Downhill he raced, toward his pursuit. To reach Ithamon, he must pass through them. His mare was too spent for a circuitous chase back through the open countryside. Heedless of bad footing, he forced reckless speed. The guidance that steered him was the jingle of mail, and the bewildered shouts of the armed men who blundered, equally blinded, to take him. If he held slight advantage for his trained grasp of sound, they were five to his one, and mounted on horses that were decently fed and well rested. Raked by thorns, slapped by branches, Arithon smashed through the gully. The heave of the horse’s shoulders beneath him informed him of rising ground. Armored horsemen thrashed headlong down the slope. The shod hooves of their destriers struck red sparks from flint rocks, and their curses were all but on top of him.

Arithon sifted the oncoming barrage of sound, the whine of wind sliced across someone’s bared steel, and the jink of roweled spurs, and a bearded man’s labored breathing. He angled Alithiel, braced to thrust as he passed, prepared for the shock as Paravian steel sheared into armor and bone. His worst risk, the chance the blade might bind fast, and tear from his grasp in the wrench as the maimed rider tumbled.

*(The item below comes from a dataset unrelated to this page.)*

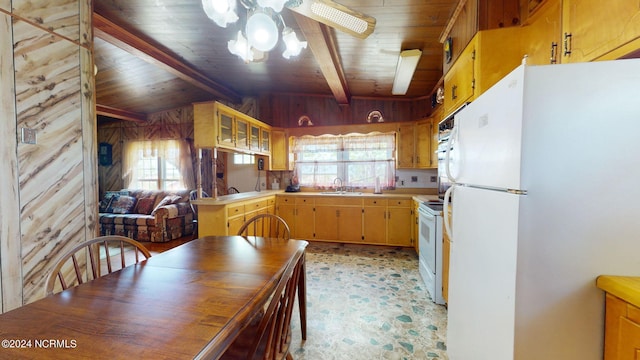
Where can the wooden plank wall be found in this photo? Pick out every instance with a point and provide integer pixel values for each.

One stride farther on, his mare misstepped, slid a foreleg on ice, and crashed sidewards. Arithon tucked into a roll before impact. He struck full force on his shoulder. The air slammed from his lungs. His grasp on the shadow screen lapsed for one second. He saw light strike through, flash in dazzling reflection off the bared runes of Alithiel, outthrust away from his body. Then the hooves of the enemy horse thudded over him, and a blow to the head sundered him into the yawning void of unconsciousness.